I dettagli finanziari degli accordi non sono stati resi pubblici, ma è presumibile che entrambe le società siano compensate per i loro contenuti, in linea con precedenti accordi simili tra editori e OpenAI. Gli accordi consentono anche alle pubblicazioni di utilizzare la tecnologia di OpenAI per sviluppare nuovi prodotti giornalistici.

La disinformazione online con l’intelligenza artificiale

La disinformazione online rappresenta una preoccupazione crescente per le piattaforme Internet, le istituzioni e la società nel suo complesso.

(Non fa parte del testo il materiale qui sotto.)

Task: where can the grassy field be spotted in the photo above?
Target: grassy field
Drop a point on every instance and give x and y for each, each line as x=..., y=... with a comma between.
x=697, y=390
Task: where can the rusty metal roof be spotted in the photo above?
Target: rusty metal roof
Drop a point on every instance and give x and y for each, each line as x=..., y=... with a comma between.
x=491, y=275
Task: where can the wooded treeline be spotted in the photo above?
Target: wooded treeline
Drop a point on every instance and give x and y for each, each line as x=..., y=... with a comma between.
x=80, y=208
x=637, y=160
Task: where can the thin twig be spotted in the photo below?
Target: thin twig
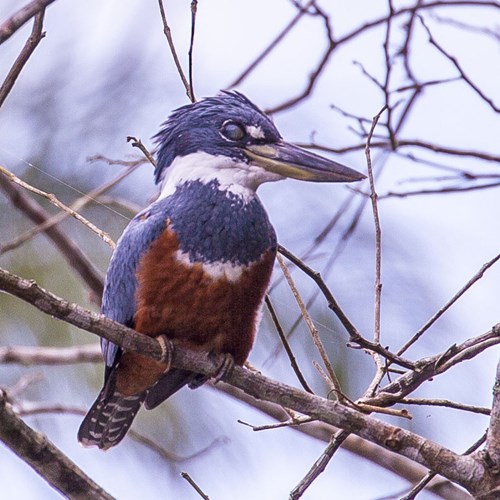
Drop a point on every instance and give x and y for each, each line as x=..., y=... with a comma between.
x=23, y=15
x=251, y=67
x=286, y=345
x=26, y=52
x=68, y=248
x=76, y=206
x=445, y=403
x=354, y=335
x=52, y=198
x=462, y=73
x=378, y=231
x=191, y=481
x=194, y=10
x=319, y=465
x=443, y=309
x=168, y=34
x=312, y=329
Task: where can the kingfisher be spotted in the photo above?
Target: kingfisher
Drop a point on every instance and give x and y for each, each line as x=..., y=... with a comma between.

Negli ultimi anni, il volume di informazioni condivise online è aumentato in modo esponenziale, e con esso la diffusione della disinformazione ha trovato un terreno fertile.

L’introduzione di strumenti generativi basati sull’intelligenza artificiale, che consentono di creare facilmente contenuti audio, immagini, video realistici e testi simili a quelli umani, ha amplificato ulteriormente queste preoccupazioni.

Nonostante l’intenso interesse pubblico e la copertura mediatica sul tema, le informazioni quantitative sulla prevalenza e le modalità della disinformazione basata sui media restano scarse.

Uno studio della Cornell Univesity condotto in due anni ha utilizzato valutatori umani per annotare la disinformazione basata sui media online, esaminando un totale di 135.838 fact-check, da quando è stato introdotto ClaimReview, un sistema di tagging che permette ai fact-checker e agli editori di segnalare la disinformazione su piattaforme come Google, Facebook, Bing e altre.

Dall’analisi delle affermazioni di disinformazione contenute nei fact-check, è emerso che la grande maggioranza (circa l’80% negli ultimi tempi) coinvolge i media. Storicamente, le immagini erano la modalità dominante associata alle affermazioni di disinformazione; tuttavia, a partire dal 2022, i video sono diventati più comuni, e attualmente oltre il 60% dei media considerati fake sono video.